1. FC Köln raus aus dem Keller? Es kommt auch auf die Fans an!

Köln - Der 1. FC Köln will raus aus den Abstiegsrängen - spätestens zum Ende der Saison.

Können die Fans des 1. FC Köln ihren Verein aus der Misere jubeln?
Können die Fans des 1. FC Köln ihren Verein aus der Misere jubeln?  © Marius Becker/dpa

Das ist ein langer Weg, aber wir werden es schaffen, versprach Sportchef Horst Heldt.

Als ersten Schritt will der 1. FC Köln das Kellerduell gegen den FC Augsburg am Samstag (15.30 Uhr/Sky) gewinnen.

"Natürlich geht es darum, Punkte zu machen", sagte Trainer Markus Gisdol.

Die FC-Verantwortlichen lehnen es indes ab, die Partie als Abstiegs-Endspiel anzusehen.

"Mit einer Niederlage ist man genauso wenig abgestiegen, wie mit einem Sieg gerettet", sagte Gisdol vor dem Spiel.

Für den neuen FC-Coach und Heldt ist das Duell mit dem direkten Konkurrenten das erste Heimspiel in sportlicher Verantwortung in Köln.

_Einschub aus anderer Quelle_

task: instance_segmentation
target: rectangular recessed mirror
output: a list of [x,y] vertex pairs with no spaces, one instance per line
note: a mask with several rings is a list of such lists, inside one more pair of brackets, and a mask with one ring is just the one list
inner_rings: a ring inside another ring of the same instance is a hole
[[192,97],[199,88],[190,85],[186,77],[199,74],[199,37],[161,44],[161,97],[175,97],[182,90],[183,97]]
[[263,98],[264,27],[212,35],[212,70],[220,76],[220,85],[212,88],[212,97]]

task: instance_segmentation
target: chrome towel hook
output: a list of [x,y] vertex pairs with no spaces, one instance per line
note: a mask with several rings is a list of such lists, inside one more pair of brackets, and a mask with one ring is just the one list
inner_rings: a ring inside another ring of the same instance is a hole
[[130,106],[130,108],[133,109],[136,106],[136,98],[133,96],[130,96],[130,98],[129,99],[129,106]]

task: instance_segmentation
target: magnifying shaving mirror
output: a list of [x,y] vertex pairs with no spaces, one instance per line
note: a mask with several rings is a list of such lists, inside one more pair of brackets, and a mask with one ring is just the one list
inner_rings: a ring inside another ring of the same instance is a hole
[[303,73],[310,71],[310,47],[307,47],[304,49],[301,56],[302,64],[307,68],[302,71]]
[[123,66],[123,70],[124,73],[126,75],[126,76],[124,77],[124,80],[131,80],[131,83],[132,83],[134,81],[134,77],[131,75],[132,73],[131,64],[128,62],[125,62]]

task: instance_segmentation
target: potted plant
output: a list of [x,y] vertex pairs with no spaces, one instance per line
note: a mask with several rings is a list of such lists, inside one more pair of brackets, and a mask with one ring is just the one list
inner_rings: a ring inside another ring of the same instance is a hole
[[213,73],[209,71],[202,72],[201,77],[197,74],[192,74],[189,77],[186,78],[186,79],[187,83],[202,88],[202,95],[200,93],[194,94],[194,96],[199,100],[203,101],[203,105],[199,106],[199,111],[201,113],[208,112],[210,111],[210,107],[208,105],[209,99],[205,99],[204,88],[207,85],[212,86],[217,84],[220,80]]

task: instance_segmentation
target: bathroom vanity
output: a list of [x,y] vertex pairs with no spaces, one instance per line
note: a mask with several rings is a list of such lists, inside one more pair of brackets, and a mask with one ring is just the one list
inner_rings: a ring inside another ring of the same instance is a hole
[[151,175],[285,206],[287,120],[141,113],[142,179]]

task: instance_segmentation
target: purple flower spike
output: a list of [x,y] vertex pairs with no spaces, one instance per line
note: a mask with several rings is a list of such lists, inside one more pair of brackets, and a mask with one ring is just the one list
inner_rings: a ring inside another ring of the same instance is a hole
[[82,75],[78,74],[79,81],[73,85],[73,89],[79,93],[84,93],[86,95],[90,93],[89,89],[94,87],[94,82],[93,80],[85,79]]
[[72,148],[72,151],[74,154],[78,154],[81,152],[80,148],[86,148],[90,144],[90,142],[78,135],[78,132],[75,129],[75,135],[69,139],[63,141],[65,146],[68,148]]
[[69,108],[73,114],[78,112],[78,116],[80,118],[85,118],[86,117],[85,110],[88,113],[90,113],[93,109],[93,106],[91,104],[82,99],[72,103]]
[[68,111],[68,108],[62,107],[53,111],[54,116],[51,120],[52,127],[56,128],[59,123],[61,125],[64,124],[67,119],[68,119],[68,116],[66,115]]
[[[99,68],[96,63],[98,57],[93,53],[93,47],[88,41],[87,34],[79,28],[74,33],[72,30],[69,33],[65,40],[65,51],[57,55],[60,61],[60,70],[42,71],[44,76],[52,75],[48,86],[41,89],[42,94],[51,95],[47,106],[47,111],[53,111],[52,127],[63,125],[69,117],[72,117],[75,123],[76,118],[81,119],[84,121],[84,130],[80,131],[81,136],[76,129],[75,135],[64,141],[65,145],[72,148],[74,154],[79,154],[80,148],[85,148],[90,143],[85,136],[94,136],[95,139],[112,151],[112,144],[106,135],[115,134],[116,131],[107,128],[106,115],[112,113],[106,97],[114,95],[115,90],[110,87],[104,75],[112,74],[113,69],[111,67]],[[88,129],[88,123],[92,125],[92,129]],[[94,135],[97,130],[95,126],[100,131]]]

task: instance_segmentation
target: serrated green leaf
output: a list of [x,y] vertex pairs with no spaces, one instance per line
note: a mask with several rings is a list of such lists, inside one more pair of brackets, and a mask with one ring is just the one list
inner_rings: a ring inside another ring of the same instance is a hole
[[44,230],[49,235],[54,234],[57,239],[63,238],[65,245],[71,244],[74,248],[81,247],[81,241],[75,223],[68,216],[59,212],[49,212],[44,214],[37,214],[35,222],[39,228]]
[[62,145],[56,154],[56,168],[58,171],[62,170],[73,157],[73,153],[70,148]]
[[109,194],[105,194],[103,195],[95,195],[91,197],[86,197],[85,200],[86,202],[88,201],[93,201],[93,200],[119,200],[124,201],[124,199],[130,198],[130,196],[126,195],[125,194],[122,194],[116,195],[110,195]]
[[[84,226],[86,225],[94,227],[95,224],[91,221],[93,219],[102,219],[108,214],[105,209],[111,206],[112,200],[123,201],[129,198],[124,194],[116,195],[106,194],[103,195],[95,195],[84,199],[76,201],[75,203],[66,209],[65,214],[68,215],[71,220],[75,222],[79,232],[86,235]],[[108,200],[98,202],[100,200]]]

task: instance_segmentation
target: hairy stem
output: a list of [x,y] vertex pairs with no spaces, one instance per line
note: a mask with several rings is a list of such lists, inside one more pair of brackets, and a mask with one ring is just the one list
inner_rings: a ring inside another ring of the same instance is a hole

Die beiden waren am 18. November gemeinsam in ihren neuen Funktionen vorgestellt worden. Damit hatte der abstiegsbedrohte Verein auf die anhaltende Erfolglosigkeit reagiert:

Der FC rangiert in der Tabelle derzeit mit nur sieben Punkten auf Abstiegsplatz 17. Das erste Spiel mit Gisdol und Heldt hatte Köln am vergangenen Wochenende bei RB Leipzig verloren (1:4).

Fans sollen den Gegnern des 1. FC Köln wieder Angst machen

Horst Heldt bei seiner Vorstellung als neuer Sportdirektor des 1. FC Köln am 19. November.
Horst Heldt bei seiner Vorstellung als neuer Sportdirektor des 1. FC Köln am 19. November.

Trotz der Niederlage traut Heldt der Mannschaft die Wende zu. "Ich bin von diesem Kader überzeugt", sagte er der "Kölnischen Rundschau".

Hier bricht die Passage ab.